Although surgical treatment may be recommended by dental specialists, self-perceptions of the facial profile are more important in the patient’s decision to elect surgical correction [42]. The perception by others that the profile of patients deciding against surgery is closer to the ideal may have some influence on their decision against surgical correction of their jaw deformities [41]. The Class III severity of the patients used in the present sample was not extremely severe, and this must be considered when evaluating our results.

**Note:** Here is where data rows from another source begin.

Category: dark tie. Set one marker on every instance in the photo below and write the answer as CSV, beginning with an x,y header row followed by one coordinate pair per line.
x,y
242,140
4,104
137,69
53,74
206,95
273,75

A limitation of this study was the use of borderline patients, with Class III malocclusions with not so severe skeletal discrepancy. Besides the digital predictive tracing simulating the orthognathic surgery performed in software is precise [37, 38], it is only an indication of the final esthetic facial result [36], being a useful tool for patient communication [45].

5. Conclusions

The null hypothesis was rejected because the profile silhouette of the predictive tracing showed to be more attractive than the Class III camouflage orthodontic treatment; however, differences were small but statistically significant.

Laypeople showed to be more critical than dentists.

Data Availability

The data used in the study are available upon request.

Conflicts of Interest

The authors declare that they have no conflicts of interest.